Honestly I can't remember what I did, probably just edit images for my newest website. I planned to eat chick fil a, so I went out on my own and ordered a grilled nugget meal for dinner. It was perfect, I finished everything except one chili sauce - I ate both chick fil a sauce packets, first with fries, then carrots, then cheddar puffs lol. Since we had pumpkin in the fridge, I decided to make pumpkin biscotti. It turned out a bit soft and not quite sweet enough, but not bad. Lydia and I laughed in the kitchen until we cried (over the idea of me, peeling and slurping an overly juicy orange in the back corner of MOD near the boxes) and watched Tangled just because.

Today has been slow/strangely boring. I considered getting my tattoo done by a lady nearby on Atlantic, but ultimately didn't trust her level of artistic skill. I contacted another person at autumn moon tattoo and they responded, so hopefully I can have it done soon. The design is one of my new bible drawings, and I've liked it long enough that it's likely I won't tire of it. 

On a side note, I'm interested in learning stick & poke, as my art style would suit tattoo work and I'm curious about it as a hobby. Also, I often draw little things on myself, so I could be used to it.

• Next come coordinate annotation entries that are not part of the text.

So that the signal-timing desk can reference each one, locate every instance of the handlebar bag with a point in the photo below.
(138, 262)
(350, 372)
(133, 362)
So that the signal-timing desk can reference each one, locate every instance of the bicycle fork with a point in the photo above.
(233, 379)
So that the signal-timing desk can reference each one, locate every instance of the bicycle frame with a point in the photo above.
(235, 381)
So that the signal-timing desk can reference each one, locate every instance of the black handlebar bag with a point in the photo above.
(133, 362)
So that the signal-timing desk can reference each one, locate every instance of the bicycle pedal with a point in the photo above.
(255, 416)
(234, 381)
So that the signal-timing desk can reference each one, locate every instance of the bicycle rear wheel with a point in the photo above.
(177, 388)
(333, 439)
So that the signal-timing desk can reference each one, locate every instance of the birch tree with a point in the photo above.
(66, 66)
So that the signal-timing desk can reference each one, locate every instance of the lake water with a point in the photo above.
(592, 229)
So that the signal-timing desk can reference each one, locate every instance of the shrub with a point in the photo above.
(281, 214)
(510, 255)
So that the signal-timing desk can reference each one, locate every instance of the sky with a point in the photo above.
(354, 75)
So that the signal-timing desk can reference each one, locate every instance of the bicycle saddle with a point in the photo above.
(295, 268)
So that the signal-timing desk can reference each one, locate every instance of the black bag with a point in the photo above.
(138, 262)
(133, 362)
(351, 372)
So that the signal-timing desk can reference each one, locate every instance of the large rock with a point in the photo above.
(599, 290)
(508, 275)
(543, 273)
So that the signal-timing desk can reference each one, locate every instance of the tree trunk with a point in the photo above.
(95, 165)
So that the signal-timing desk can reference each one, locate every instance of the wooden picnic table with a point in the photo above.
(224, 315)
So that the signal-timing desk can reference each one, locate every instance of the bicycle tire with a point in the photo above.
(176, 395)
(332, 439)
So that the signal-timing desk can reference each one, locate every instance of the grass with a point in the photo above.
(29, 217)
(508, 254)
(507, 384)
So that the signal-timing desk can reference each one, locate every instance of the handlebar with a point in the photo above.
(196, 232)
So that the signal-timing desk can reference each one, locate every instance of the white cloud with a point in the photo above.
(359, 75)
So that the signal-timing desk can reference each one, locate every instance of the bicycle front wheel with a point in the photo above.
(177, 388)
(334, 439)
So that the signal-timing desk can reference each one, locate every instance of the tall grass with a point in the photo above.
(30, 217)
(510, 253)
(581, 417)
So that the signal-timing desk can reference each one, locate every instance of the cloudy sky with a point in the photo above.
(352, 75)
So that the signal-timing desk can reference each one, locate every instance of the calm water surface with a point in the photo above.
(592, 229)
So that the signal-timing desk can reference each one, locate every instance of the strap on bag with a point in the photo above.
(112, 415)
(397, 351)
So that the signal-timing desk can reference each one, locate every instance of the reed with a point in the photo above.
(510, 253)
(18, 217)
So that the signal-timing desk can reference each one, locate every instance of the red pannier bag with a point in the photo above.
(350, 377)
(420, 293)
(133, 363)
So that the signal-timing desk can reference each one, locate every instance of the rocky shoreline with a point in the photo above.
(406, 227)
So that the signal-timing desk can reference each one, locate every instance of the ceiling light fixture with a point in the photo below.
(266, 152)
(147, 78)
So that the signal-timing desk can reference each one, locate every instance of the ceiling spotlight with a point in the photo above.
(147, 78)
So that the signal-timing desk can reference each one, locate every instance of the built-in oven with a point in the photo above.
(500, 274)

I added to my blog, did some yoga, took Axel for a walk, and went to the store. I'd wanted to see Sean today but he is occupied with homework and I don't want to distract him. Overall, it's been a bit dull today and hard in the way that I have to sit with my hunger, and retrain myself in non-busy times to respond to it. Even now, I find ways to occupy myself so I don't have to eat and I could be doing a better job at letting go, giving myself permission.